Indepth Arts News:
"L’Esprit Nouveau: Purism in Paris, 1918–1925"
2001-04-29 until 2001-08-05
Los Angeles County Museum of Art
Los Angeles, CA,
USA
LACMA revisits the origins of the Modernist movement, which made a lasting change
in art and architecture, with a pioneering exhibition, L’Esprit Nouveau: Purism in
Paris, 1918–1925. As World War I came to a close and the Machine Age saturated
daily lives the world over, three artists formed the core of an art movement that both
championed the new and reflected the classical. Purism in Paris, organized by
LACMA, examines the art and writings of Amédée Ozenfant, Charles-Edouard
Jeanneret (better known by his pseudonym, Le Corbusier), and Fernand Léger.

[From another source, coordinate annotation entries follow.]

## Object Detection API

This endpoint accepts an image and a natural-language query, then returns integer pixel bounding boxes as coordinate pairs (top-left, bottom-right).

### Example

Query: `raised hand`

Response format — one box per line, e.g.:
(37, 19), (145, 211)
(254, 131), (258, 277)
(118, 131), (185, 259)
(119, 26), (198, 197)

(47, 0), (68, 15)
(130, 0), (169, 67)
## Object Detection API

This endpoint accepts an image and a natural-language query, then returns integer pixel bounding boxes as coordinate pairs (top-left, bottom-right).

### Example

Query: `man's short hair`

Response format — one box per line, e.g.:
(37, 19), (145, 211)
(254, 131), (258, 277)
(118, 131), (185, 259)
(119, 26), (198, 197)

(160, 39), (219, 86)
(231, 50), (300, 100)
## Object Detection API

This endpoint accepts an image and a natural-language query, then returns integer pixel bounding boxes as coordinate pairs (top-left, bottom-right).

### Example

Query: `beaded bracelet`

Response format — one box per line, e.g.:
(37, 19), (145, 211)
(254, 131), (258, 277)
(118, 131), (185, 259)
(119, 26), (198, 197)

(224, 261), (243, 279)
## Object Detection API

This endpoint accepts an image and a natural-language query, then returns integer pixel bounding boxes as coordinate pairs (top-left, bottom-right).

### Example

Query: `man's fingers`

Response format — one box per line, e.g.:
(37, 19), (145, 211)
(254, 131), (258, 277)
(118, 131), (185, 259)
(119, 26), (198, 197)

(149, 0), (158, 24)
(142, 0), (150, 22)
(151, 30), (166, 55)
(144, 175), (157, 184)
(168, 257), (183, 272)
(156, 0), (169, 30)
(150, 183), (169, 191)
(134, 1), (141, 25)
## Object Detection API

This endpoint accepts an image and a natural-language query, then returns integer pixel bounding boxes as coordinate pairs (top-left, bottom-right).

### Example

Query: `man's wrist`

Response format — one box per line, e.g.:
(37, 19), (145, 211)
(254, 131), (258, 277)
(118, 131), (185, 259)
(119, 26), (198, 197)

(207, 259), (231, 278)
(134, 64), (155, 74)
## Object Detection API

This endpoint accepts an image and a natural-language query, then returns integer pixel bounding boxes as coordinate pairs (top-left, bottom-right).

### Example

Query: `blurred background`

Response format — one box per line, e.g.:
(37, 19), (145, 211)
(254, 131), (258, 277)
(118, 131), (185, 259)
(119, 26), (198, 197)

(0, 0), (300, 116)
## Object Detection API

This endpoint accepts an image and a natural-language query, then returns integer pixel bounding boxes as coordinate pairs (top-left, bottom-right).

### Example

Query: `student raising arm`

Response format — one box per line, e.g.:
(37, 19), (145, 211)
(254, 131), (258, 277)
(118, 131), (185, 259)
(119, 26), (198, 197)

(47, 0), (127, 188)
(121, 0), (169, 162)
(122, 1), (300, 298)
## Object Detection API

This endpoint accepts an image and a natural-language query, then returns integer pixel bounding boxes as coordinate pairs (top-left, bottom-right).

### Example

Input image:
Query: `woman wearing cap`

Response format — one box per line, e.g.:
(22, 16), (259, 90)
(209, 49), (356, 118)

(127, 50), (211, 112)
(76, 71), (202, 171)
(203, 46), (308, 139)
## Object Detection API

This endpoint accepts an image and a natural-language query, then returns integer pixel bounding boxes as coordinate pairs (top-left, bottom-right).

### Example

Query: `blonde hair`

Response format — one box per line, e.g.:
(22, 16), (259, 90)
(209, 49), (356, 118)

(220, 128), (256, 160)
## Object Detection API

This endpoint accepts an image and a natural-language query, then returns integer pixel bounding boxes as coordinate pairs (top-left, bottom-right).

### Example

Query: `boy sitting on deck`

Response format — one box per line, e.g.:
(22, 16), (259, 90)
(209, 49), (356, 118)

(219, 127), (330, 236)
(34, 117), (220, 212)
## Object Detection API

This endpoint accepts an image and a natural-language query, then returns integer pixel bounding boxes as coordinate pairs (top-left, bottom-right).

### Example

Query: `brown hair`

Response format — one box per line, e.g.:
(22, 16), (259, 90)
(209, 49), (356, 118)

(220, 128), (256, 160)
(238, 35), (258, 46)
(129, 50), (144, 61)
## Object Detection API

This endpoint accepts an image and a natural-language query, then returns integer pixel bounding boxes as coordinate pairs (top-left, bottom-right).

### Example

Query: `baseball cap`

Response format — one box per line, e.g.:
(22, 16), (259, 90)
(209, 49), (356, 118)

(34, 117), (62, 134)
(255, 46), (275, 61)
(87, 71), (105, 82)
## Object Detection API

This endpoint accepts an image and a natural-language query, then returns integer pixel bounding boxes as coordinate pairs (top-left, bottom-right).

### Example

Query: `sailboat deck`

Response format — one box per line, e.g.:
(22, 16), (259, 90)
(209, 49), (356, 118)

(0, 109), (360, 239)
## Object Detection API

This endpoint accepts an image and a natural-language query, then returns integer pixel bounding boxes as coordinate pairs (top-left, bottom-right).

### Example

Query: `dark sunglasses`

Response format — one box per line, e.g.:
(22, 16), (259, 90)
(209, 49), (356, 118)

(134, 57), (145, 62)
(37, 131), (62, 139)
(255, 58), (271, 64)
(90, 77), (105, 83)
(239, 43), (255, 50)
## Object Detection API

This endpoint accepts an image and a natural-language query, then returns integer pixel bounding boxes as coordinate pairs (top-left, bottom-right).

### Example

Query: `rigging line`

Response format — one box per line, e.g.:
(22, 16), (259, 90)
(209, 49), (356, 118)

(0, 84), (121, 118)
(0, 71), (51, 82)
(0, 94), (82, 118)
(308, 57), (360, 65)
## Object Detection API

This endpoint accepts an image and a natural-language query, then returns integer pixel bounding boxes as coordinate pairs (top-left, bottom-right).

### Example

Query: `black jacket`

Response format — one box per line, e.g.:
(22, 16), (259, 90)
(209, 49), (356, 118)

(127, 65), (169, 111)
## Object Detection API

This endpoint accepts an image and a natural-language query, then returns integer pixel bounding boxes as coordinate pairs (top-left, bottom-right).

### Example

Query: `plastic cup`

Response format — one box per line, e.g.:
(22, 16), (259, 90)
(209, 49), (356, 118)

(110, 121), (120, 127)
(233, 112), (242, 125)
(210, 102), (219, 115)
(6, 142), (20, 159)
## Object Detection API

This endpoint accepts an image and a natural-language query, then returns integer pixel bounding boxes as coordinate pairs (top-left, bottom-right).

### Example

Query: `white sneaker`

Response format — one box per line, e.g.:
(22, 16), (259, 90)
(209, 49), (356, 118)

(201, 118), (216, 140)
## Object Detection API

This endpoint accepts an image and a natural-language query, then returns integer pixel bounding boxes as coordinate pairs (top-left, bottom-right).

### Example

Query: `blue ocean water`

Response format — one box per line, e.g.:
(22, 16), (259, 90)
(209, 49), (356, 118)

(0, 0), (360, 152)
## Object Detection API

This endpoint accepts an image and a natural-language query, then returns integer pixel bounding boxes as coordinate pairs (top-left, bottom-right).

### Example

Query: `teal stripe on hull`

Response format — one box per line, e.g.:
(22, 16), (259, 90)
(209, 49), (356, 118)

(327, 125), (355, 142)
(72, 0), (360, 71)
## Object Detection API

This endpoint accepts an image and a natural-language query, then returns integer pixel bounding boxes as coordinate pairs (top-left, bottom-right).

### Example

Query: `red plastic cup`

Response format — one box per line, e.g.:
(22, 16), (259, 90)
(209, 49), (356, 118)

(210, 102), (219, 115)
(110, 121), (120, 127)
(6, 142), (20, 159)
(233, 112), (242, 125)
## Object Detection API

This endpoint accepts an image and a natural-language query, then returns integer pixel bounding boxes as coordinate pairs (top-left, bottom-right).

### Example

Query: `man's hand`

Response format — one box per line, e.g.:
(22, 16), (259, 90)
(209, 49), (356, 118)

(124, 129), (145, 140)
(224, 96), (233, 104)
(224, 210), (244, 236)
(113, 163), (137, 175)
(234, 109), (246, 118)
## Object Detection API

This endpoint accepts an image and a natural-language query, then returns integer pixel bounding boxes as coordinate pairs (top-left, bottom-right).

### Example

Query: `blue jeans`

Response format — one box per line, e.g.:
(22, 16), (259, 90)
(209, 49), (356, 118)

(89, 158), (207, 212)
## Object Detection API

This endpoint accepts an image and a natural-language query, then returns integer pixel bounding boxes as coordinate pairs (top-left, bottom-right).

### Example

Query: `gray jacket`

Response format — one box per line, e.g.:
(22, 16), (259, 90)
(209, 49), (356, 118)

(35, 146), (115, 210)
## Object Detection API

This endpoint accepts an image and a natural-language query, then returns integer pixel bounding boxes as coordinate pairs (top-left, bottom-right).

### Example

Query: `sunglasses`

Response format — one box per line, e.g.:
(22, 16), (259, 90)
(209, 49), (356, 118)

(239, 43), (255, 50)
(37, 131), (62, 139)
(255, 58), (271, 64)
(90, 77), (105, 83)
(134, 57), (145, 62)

Purism in Paris includes rarely exhibited paintings and drawings, as well as a
full-scale reconstruction of the interior of Le Corbusier’s Pavillon de l’Esprit Nouveau
(Pavilion of the New Spirit), built in 1925 for the International Exposition of
Decorative and Industrial Arts in Paris.
The basis of the Purist movement is the work made between 1918 and 1925 by
Purism's founders and leading proponents, Ozenfant and Jeanneret (Le Corbusier),
and the work of 1920–25 by their closest colleague, Fernand Léger. Purism evolved
as a response to both the artistic and the historic conditions in post–World War I
Paris. Realized particularly in painting and architecture, Purism championed a
traditional classicism with a formal focus on clean geometries, yet it simultaneously
embraced new technologies, new materials, and the machine aesthetic.
By 1917, both the Swiss-born Jeanneret and Ozenfant—who came from the French
provinces—were living in Paris. Ozenfant encouraged Jeanneret to paint (in addition
to working on his architectural projects), and in late 1918 they had a two-person
exhibition in Paris. The imagery of the works exhibited was pared down and based
on geometric forms (the cylinder, the sphere, the cube); the paintings depicted
landscapes in addition to the still lifes that would ultimately define Purist subject
matter. More important than the exhibition, however, was the publication that
immediately preceded it. Après le cubisme (After Cubism), written by Ozenfant and
Jeanneret, claimed simply to be a series of commentaries defining the current
condition of art, but it is, in fact, a manifesto for postwar French painting. It includes
a brief but powerful articulation of the relationship between art and science, both of
which strive to put the universe in balance. The chapter of Après le cubisme entitled
The Laws establishes the philosophical underpinnings of Purism. Great art [has]
the ideal of generalizing, which is the highest goal of the spirit.... [It] scorn[s]
chance... art must generalize to attain beauty.